Just when some of us were beginning to adapt to the notion that the Universe is just this really enormous… everything, scientists make this everything even more incomprehensibly enormous.
Using data provided by the Hubble Telescope, and by other observatories as well, astronomers have approximated that there are between 10 and 20 times more galaxies than they had previously thought. Considering that what they had previously thought amounted to around 100 billion, by doing a “simple” math, we realize that we’re surrounded by “just” one or two trillion galaxies.
And that’s not all of them. The Universe was born about 13.8 billion years ago and has been rapidly expanding ever since that Big Bang. Some galaxies are so far away that their light just hasn’t reached us yet. That’s why we can only observe a part of the Cosmos, which we call the Observable Universe. And, you guessed it, those two trillion galaxies are in the observable universe alone.
Christopher Conselice of the University of Nottingham in the UK led a team of astronomers in analyzing the data collected from the Hubble Space Telescope and the other sources. After converting the images into 3D, new mathematical models were used for calculations.
Scientists came to the conclusion that many more galaxies inhabited the Universe during its beginnings.
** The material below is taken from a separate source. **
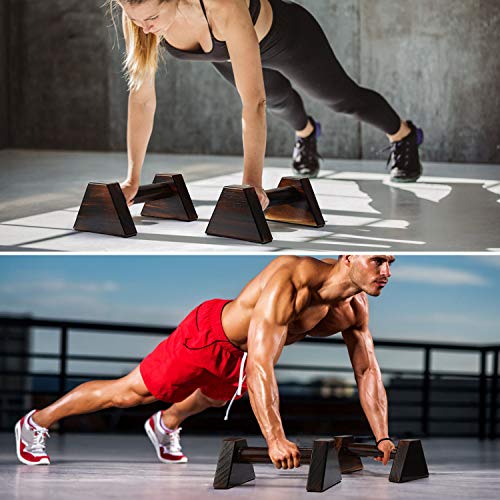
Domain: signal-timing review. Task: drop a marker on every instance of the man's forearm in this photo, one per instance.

They were, however, small and faint and were quick to merge with one another, until forming the giant star conglomerates that we can see today.
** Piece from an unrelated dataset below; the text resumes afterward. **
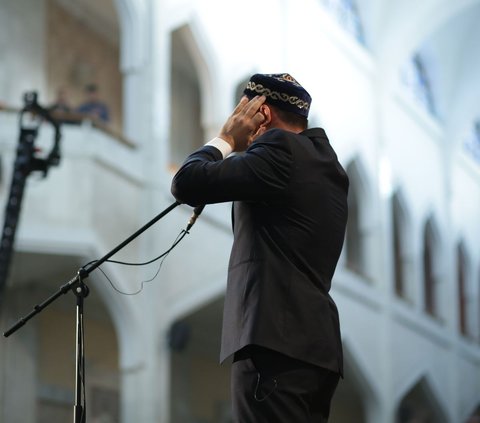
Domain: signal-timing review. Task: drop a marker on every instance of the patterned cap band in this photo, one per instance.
(281, 90)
Well, not all of them. According to the astronomers, the mass of the observable Universe should account for 90% more galaxies that have still not been seen. Conselice and his team believe that future telescopes would help us detect more of these unseen galaxies, which are either too faint or too far away to be seen by Hubble.
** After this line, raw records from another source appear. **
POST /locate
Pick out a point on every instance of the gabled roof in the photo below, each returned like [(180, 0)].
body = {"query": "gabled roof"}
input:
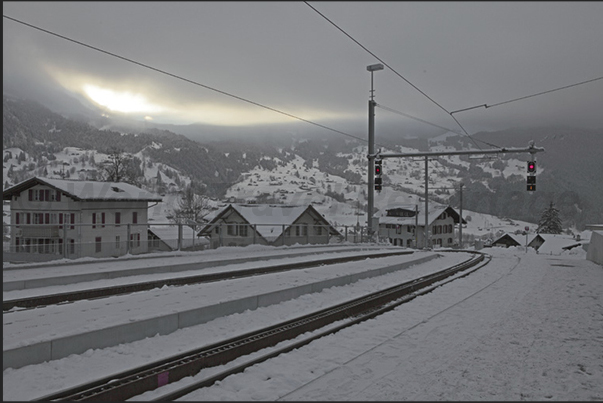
[(268, 218), (434, 211), (169, 235), (519, 239), (86, 190)]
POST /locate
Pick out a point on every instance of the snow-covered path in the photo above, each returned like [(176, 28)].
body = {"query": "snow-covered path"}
[(526, 327)]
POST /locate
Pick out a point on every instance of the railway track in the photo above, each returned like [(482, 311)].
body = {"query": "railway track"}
[(127, 384), (67, 297)]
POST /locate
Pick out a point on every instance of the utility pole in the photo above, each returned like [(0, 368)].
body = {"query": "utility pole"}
[(371, 153), (531, 149), (426, 239), (461, 220)]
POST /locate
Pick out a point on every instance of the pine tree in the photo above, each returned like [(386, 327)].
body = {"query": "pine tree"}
[(550, 223)]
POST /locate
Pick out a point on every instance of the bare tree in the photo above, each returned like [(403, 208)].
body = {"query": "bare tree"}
[(120, 167), (191, 208)]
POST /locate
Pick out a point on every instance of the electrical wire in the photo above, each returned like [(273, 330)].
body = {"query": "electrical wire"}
[(433, 124), (183, 79), (392, 69), (528, 96), (415, 118)]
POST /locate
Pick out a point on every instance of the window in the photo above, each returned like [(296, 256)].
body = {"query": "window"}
[(243, 230), (135, 240)]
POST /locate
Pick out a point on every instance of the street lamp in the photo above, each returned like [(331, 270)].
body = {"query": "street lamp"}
[(371, 152), (371, 68)]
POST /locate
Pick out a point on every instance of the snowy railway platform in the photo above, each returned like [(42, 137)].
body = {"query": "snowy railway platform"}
[(56, 331), (525, 327)]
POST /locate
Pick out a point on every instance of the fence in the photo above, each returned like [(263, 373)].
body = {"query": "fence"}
[(44, 242)]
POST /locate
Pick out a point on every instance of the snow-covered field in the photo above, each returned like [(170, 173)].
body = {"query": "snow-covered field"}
[(525, 327)]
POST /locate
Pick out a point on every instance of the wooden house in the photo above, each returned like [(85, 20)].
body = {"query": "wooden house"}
[(54, 218), (405, 225), (268, 224)]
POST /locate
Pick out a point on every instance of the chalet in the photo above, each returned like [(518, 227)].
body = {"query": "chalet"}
[(169, 237), (268, 224), (66, 218), (405, 225), (507, 240)]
“Who knows what interesting properties we will find when we discover these galaxies with future generations of telescopes?” Christopher Conselice said.
We might just do that with Hubble’s successor, the James Webb Space Telescope. Its launching is scheduled for October 2018, so we’ve got exactly two years to wait and contemplate on this mind-altering astronomical discovery. But let’s not get used to the notion of two trillion galaxies too quickly. We’re already pretty sure that we only see the proverbial “tip of the iceberg.”